Average Cross Validate RMSE Score:  0.8740699058628424
RMSE: 0.8833
Testset RSME Score:  0.883294923683403


### KnnBaseline vs SVD
Both KnnBaseline and SVD performed the best when modeling so we need to determine which will be used for the final model. A gridsearch is used to see if there is a better combination of parameters to use. 

In [14]:
# clf = knns.KNNBaseline(sim_options=sim_pearson)
# params = {'k':[10, 20, 30, 40, 50],
#           'min_k': [1, 2, 3, 4,5,6,7,8,9,10],
#           'random_state':[69]
#          }
# g_s_baseline = GridSearchCV(knns.KNNBaseline,param_grid=params,n_jobs=-1)
# g_s_baseline.fit(data)
# g_s_baseline.best_params

In [14]:
sim_pearson = {"name": "pearson", "user_based": True}
knn_baseline = knns.KNNBaseline(k = 30, min_k = 6, sim_options=sim_pearson, random_state = 69)
cv_baseline_best = cross_validate(knn_baseline, data, measures=['RMSE'], cv=3, verbose=False)['test_rmse'].mean()
knn_baseline.fit(trainset)
predictions = knn_baseline.test(testset)
print('Average Cross Validate RMSE Score: ', cv_baseline_best)
print('Testset RSME Score: ',accuracy.rmse(predictions)) 

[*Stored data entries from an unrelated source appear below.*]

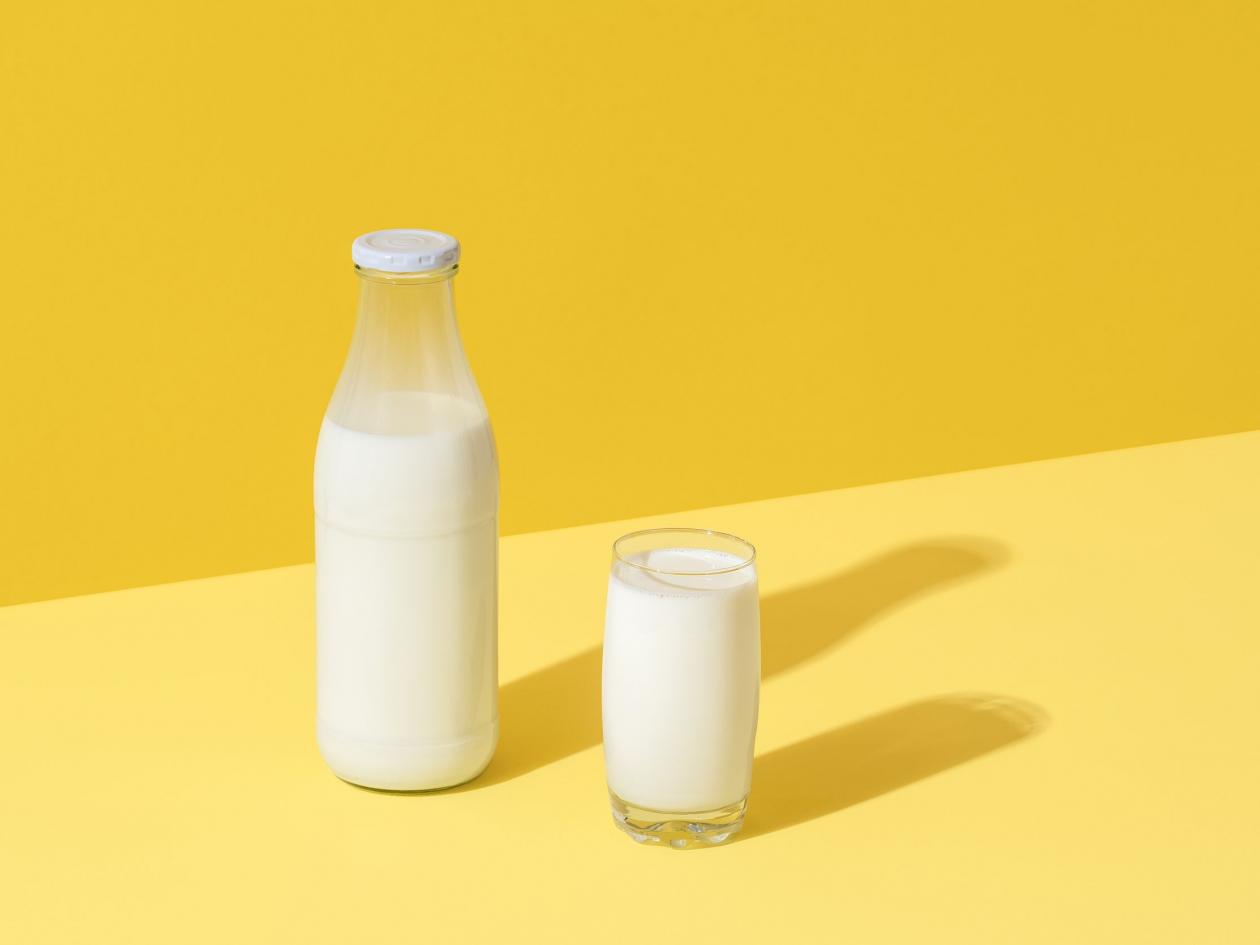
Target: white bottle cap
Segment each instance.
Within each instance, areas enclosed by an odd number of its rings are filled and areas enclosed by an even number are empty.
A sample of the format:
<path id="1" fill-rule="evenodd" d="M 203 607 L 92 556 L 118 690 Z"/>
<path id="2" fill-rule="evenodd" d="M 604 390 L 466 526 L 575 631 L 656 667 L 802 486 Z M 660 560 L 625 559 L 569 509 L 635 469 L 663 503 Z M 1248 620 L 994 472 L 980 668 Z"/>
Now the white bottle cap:
<path id="1" fill-rule="evenodd" d="M 459 240 L 437 230 L 377 230 L 350 247 L 356 266 L 382 272 L 431 272 L 459 262 Z"/>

Estimating biases using als...
Computing the pearson similarity matrix...
Done computing similarity matrix.
Estimating biases using als...
Computing the pearson similarity matrix...
Done computing similarity matrix.
Estimating biases using als...
Computing the pearson similarity matrix...
Done computing similarity matrix.
Estimating biases using als...
Computing the pearson similarity matrix...
Done computing similarity matrix.
Average Cross Validate RMSE Score:  0.8728894348485715
RMSE: 0.8753
Testset RSME Score:  0.8753167080242304


In [None]:
from surprise.model_selection import GridSearchCV
# params = {'n_factors': [20, 50, 100],
#          'reg_all': [0.02, 0.05, 0.1],
#           'lr_all': [.001, .002, .003, .004, .005],
#          'random_state':[69]
#          }
# g_s_svd = GridSearchCV(SVD,param_grid=params,n_jobs=-1,cv = 5)
# g_s_svd.fit(data)
# g_s_svd.best_params


In [15]:
best_svd = SVD(n_factors= 50, reg_all = 0.05, lr_all= 0.005, random_state = 69)
cv_svd = cross_validate(best_svd, data, measures=['RMSE', 'MAE'], cv=5, verbose=False)['test_rmse'].mean()
best_svd.fit(trainset)
svd_pred = best_svd.test(testset)

print('Average Cross Validate RMSE Score: ', cv_svd)
print('Testset RSME Score: ',accuracy.rmse(svd_pred)) 

NameError: name 'SVD' is not defined

### Model Evaluation

KnnBaseline perform slightly better than the SVD algorithm so we will using KnnBaseline as our main model.